There’s a pause, followed by more air being blown out before he answers, “Sixteen months’ probation and a thousand dollar fine.”
I go dizzy for half a second before swallowing hard. “That’s it?” I ask incredulously. “Mike, I did everything. I recounted my story dozens of times, I testified in that hearing in the same room as that fucking monster. His lawyer is sleezy and clever but you’re a fucking shark, how did this happen?” I rattle every confusing, heated sentiment in quick succession while simultaneously tamping down the sobs trying to inch their way up my throat.
“It was the plea deal, Luna,” he says regretfully. “Confessing to half the crime is what saved his ass from going to prison.”
“This is bullshit,” I protest in a venomous whisper as I scrub a hand across my forehead.
“I know, Luna. I’m so sorry,” he consoles before his tone goes up, trying to instill some shred of hope. “We can try again. We could start a whole new case if you still have that forged letter and –”
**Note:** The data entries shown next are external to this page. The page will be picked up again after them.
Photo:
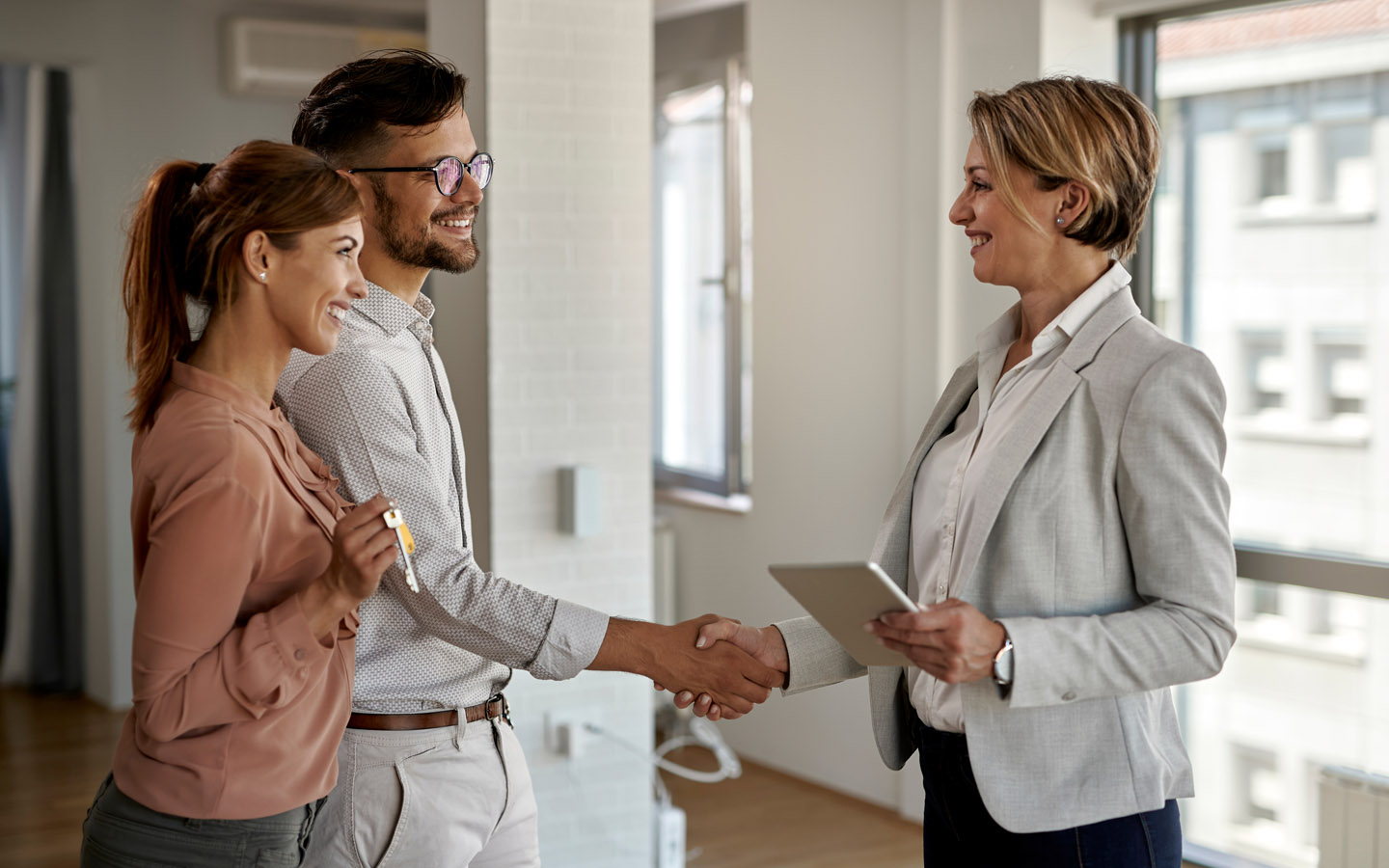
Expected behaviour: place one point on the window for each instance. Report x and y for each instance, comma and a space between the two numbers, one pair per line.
1265, 253
1269, 166
701, 429
1342, 376
1266, 372
1347, 167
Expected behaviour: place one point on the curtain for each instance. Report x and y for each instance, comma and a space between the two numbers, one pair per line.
43, 639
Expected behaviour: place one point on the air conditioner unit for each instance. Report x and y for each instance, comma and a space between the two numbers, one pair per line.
268, 57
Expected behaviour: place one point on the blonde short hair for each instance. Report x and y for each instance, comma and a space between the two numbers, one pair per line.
1070, 128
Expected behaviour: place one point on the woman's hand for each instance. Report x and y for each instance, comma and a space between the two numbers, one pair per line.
764, 643
950, 640
363, 548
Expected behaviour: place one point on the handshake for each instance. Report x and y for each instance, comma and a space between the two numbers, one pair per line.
716, 665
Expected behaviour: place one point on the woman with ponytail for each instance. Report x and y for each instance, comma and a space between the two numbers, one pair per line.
248, 564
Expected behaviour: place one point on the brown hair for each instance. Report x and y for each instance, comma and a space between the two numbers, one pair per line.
1070, 128
186, 237
346, 114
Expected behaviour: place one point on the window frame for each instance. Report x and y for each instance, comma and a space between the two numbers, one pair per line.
1321, 571
668, 479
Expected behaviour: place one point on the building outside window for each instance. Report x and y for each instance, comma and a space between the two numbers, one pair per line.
1267, 253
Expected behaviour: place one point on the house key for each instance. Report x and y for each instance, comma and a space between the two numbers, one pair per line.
406, 542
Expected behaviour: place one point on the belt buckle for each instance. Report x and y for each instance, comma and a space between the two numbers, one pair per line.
505, 709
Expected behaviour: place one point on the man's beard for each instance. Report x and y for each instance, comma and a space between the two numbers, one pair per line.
420, 249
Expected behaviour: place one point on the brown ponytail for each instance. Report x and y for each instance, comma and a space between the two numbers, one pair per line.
185, 243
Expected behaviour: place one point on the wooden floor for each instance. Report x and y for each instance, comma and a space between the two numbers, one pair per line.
54, 751
767, 820
53, 754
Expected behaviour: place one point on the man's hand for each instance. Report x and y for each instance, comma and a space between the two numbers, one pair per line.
668, 656
950, 640
764, 643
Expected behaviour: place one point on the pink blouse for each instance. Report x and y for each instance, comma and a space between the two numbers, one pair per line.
237, 707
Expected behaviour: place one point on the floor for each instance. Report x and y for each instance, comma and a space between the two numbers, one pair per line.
56, 750
795, 824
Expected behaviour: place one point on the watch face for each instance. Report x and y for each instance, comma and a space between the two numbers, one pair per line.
1003, 665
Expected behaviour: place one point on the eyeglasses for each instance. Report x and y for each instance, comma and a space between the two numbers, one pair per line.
448, 171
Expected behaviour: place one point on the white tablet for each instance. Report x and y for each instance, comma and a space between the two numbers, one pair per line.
842, 597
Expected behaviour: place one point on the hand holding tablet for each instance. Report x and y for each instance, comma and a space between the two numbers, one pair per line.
842, 597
He doesn’t get to finish as I disconnect the call, not wanting to hear anymore. Another action that’s not like me. I guess pre-deployment Luna is going to be harder to get back to than I thought.
“Lu?” I jump at Kaleb’s voice accompanied by a tap at the door.
“Yeah?” I call back, rising and striding across the room, smoothing my hair and schooling my features on the way. I whip open the door to find Kaleb in his joggers and his bomber jacket. In the last few weeks he’s let his hair grow back long in the front, and despite my inner turmoil, my insides warm a little bit when he tosses it out of his eyes. “Time for PT,” he says softly.
“Okay,” I nod and quickly turn to throw a cloth over my art piece and follow him down the hallway.
Once in the car and headed to the VA in West Bridge, as always, I try to act cheerful and make small talk. Today is extra challenging however, what with the lame-ass sentence Carter got for beating the shit out of me.
“You’ve been working really hard… maybe today they’ll clear you to drive. You could drive us home?” I give a hopeful smile as I watch the road, but catch Kaleb’s nod in my peripheral. Since I told him to give our marriage a chance, he hasn’t been mean, but hasn’t been outwardly nice or affectionate either. “You know, after physical therapy, we could head upstairs to the counseling offices…”
“I’m not seeing a shrink, Luna,” he cuts me off, firmly.
“You need to talk to somebody,” I say softly, “even if it’s not me.”
“What the hell difference does it make?” he asks, incredulously. “It’s just talking.”
“Talking can help you work through it, believe it or not. It can help you expel some of that toxicity, and those people there can relate to you, what you’ve been through, far better than I could ever try to. Besides, you agreed to give this a try, and you haven’t done shit.” I raise my eyebrows facetiously, being mockingly perky as I turn into the center’s parking lot.